TRON: Legacy Review

I saw TRON: Legacy Friday night. I saw it in 3D. I may try and see it again in IMAX.

As a sci-fi nerd, I was attracted to the neon-and-vector visual design. The effects coupled with the design delivered astonishing scenes. I also enjoyed Daft Punk's soundtrack, a mix of orchestral and electronic genres — I'm a sucker for nightclub fight scenes, which the film included.  Jeff Bridges was the most competent actor given the sparse material, and even teased a Dude-like persona out of both of his characters.

However dynamic and well-designed the Grid —the virtual world of TRON— is, there is a huge problem. It doesn't have a sense of purpose or wonder that a grand fictional world should have.

Even schlocky sci-fi action films —like Ultraviolet and the Appleseed series— create a purpose for their world and try to ask simple philosophical questions between the explosions and gunfire.

TRON: Legecy lays out a wide but shallow platform with which to generate discussion. There's no reason the Grid shouldn't have more depth with the time the film spent on exposition. 

 I'm not asking for something Disney hasn't done before; Think back to WALL-E.

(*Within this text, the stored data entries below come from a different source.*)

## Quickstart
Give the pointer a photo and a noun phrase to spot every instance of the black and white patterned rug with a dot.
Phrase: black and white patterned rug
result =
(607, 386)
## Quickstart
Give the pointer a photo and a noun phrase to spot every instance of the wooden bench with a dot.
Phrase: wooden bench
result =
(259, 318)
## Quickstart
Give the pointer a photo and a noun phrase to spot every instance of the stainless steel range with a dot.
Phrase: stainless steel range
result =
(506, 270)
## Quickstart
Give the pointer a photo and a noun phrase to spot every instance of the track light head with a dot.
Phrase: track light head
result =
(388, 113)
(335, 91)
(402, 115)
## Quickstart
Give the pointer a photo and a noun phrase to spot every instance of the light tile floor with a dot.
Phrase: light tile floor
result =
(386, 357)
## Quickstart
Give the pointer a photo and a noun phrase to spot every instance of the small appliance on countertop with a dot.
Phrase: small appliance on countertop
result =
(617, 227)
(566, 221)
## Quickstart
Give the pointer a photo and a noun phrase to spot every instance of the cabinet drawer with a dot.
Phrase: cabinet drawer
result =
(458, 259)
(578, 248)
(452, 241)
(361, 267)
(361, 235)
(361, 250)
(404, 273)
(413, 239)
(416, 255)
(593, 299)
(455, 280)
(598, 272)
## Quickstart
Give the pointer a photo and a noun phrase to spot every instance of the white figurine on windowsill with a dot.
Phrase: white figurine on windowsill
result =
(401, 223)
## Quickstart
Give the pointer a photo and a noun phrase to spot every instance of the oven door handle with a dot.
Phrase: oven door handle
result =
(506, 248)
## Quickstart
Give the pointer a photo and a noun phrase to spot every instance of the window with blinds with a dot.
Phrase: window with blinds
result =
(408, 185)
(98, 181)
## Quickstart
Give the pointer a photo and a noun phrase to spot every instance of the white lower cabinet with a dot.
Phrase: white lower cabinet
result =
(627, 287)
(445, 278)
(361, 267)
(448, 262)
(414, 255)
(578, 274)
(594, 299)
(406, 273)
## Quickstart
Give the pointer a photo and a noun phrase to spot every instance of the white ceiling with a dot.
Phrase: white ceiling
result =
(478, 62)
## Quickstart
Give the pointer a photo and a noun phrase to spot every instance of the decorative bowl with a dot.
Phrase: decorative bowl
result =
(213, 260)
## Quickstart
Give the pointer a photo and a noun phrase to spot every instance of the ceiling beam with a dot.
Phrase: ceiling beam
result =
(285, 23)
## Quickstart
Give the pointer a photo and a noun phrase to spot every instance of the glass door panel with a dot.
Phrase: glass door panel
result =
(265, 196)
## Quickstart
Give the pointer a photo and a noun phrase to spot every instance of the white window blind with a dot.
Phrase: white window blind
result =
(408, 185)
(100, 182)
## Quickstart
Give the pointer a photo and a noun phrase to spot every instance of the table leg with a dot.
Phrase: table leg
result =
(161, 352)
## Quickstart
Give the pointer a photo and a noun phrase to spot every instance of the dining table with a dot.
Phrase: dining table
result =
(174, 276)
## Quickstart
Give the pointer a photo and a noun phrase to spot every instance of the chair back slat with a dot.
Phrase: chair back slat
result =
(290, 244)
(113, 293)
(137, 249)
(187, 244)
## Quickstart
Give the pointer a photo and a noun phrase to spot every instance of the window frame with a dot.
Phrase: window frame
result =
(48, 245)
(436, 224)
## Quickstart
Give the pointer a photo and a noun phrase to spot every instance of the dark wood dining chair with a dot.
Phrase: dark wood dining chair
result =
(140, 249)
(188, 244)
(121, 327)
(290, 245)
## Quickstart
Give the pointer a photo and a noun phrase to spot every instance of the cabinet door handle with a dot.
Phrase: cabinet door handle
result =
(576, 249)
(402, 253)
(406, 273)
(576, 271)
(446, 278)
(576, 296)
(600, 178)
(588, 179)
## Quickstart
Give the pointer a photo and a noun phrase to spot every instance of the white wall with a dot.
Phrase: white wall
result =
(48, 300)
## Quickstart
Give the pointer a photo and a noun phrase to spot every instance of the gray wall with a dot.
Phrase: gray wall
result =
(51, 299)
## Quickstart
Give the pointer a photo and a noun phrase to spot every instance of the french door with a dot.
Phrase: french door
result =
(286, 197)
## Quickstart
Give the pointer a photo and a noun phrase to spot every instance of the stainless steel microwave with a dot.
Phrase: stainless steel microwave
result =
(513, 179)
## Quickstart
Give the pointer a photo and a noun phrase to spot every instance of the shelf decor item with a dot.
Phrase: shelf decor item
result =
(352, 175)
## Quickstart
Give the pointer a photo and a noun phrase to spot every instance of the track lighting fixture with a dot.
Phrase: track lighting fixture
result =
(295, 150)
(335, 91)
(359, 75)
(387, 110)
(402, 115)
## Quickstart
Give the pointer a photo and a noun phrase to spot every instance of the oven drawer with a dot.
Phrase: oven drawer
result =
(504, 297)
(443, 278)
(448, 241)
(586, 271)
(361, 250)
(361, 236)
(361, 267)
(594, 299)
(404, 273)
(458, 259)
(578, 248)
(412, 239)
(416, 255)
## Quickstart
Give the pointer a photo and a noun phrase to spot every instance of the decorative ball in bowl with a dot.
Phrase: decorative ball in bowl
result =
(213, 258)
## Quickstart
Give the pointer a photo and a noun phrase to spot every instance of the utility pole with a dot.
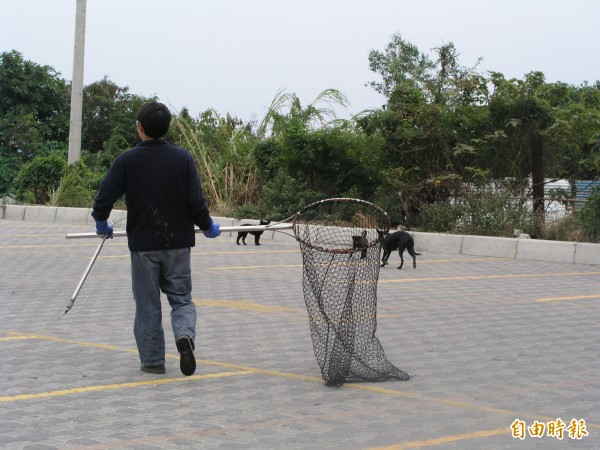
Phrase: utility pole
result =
(77, 85)
(537, 180)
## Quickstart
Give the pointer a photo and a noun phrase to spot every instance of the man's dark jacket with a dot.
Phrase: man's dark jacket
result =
(162, 193)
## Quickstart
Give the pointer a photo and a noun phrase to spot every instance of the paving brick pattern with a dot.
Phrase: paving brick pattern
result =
(488, 340)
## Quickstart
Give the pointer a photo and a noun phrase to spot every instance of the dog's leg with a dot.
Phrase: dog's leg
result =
(384, 258)
(400, 252)
(414, 254)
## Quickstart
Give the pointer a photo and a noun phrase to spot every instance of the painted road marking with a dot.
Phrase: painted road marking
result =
(106, 387)
(243, 369)
(243, 305)
(559, 299)
(445, 439)
(492, 277)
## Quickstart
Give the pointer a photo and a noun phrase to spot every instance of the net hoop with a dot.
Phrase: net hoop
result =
(379, 222)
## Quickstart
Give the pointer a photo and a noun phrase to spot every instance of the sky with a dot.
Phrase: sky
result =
(235, 55)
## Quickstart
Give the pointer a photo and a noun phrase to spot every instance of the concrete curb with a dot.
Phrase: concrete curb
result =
(516, 248)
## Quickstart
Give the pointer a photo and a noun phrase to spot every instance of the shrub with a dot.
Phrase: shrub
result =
(441, 217)
(589, 217)
(38, 178)
(77, 187)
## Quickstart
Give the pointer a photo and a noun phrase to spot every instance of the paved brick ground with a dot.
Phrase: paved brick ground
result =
(488, 341)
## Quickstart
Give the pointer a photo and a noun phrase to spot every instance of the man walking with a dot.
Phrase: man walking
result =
(164, 200)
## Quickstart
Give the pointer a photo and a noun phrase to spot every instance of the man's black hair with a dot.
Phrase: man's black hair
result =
(155, 118)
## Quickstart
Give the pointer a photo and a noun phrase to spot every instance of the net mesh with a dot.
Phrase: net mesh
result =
(340, 242)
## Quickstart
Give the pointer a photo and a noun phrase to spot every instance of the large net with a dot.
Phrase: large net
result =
(340, 240)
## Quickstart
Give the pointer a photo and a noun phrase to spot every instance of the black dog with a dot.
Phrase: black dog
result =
(400, 240)
(242, 234)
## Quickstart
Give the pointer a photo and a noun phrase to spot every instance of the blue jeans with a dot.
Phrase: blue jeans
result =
(152, 272)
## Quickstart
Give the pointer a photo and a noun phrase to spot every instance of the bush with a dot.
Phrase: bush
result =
(589, 217)
(38, 178)
(285, 196)
(77, 187)
(441, 217)
(483, 211)
(495, 213)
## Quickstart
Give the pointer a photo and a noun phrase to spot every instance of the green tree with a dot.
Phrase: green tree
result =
(109, 115)
(434, 111)
(34, 105)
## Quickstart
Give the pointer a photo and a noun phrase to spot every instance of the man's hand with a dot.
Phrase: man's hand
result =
(213, 231)
(103, 227)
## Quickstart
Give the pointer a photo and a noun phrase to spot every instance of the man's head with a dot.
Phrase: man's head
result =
(154, 118)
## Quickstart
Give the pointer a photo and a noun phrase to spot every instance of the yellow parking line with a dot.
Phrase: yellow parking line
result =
(445, 439)
(243, 305)
(105, 387)
(489, 277)
(254, 267)
(558, 299)
(237, 369)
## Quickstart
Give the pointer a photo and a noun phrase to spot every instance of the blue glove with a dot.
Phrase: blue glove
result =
(103, 227)
(213, 231)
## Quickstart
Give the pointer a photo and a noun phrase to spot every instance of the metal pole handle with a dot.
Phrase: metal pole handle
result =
(85, 274)
(274, 227)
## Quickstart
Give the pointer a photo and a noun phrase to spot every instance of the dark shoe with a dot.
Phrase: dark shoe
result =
(160, 369)
(187, 362)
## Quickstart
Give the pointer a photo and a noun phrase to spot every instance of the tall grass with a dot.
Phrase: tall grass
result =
(225, 165)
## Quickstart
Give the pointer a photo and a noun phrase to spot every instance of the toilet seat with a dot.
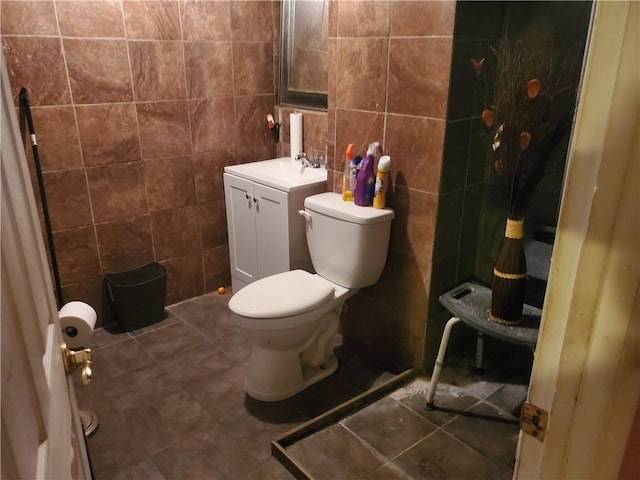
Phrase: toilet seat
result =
(285, 294)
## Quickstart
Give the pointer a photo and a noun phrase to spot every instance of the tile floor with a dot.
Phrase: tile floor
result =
(171, 405)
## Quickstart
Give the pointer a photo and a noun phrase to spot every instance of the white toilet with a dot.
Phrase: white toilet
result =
(291, 319)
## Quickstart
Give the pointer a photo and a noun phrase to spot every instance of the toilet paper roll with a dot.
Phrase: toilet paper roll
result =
(295, 134)
(77, 320)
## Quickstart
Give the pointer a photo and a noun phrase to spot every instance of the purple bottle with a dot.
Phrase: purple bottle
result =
(366, 179)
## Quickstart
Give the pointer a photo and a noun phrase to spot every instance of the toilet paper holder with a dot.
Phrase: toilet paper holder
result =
(73, 359)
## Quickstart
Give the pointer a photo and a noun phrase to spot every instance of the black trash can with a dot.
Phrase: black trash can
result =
(137, 297)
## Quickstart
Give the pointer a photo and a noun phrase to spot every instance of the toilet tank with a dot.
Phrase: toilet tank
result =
(348, 244)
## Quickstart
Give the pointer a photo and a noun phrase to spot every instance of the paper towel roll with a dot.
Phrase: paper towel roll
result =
(77, 320)
(295, 134)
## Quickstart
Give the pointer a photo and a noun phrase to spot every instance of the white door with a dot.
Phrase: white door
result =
(41, 431)
(587, 362)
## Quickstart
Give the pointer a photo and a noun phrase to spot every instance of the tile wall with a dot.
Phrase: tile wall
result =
(389, 67)
(138, 106)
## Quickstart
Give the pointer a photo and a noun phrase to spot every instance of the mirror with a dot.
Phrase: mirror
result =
(304, 56)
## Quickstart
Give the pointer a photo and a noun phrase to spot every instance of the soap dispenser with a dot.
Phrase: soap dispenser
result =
(366, 180)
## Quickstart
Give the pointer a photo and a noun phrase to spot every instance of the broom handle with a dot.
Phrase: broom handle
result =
(25, 102)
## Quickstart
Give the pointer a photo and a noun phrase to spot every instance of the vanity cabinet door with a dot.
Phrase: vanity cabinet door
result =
(272, 230)
(242, 228)
(258, 225)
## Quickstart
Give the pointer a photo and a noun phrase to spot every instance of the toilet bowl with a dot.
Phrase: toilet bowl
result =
(291, 319)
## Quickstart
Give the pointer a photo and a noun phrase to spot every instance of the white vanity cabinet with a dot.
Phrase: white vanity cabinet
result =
(266, 232)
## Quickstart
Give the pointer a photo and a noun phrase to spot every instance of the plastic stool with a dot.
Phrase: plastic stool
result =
(470, 303)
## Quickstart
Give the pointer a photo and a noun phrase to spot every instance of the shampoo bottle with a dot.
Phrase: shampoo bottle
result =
(348, 179)
(382, 178)
(365, 182)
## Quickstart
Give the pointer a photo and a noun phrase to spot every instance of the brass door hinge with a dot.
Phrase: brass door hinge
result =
(74, 359)
(533, 420)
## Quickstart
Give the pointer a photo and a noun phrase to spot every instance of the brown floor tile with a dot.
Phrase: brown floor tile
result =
(209, 453)
(170, 340)
(335, 453)
(388, 426)
(141, 471)
(171, 402)
(450, 400)
(213, 323)
(484, 429)
(198, 305)
(439, 456)
(109, 453)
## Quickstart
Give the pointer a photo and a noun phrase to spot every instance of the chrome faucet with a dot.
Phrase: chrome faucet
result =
(303, 159)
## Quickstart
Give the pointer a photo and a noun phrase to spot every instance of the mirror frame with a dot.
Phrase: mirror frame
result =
(286, 96)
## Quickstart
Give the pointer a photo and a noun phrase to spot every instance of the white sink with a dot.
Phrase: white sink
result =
(280, 173)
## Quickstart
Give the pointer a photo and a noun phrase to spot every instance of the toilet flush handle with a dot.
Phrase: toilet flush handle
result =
(306, 215)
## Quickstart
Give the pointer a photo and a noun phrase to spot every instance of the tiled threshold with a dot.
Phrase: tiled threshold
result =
(281, 444)
(387, 432)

The technology theme of the film didn't go much deeper than to ask "Doesn't this look cool?" This may either be production oversight or a deliberate reluctance to be "preachy" or to ask questions it cannot answer.

Nevertheless, It seems The Social Network —a drama delivered more actual technology than TRON: Legacy.

Overall, TRON: Legacy is fun, visually-stunning action movie. I just wouldn't call it science fiction.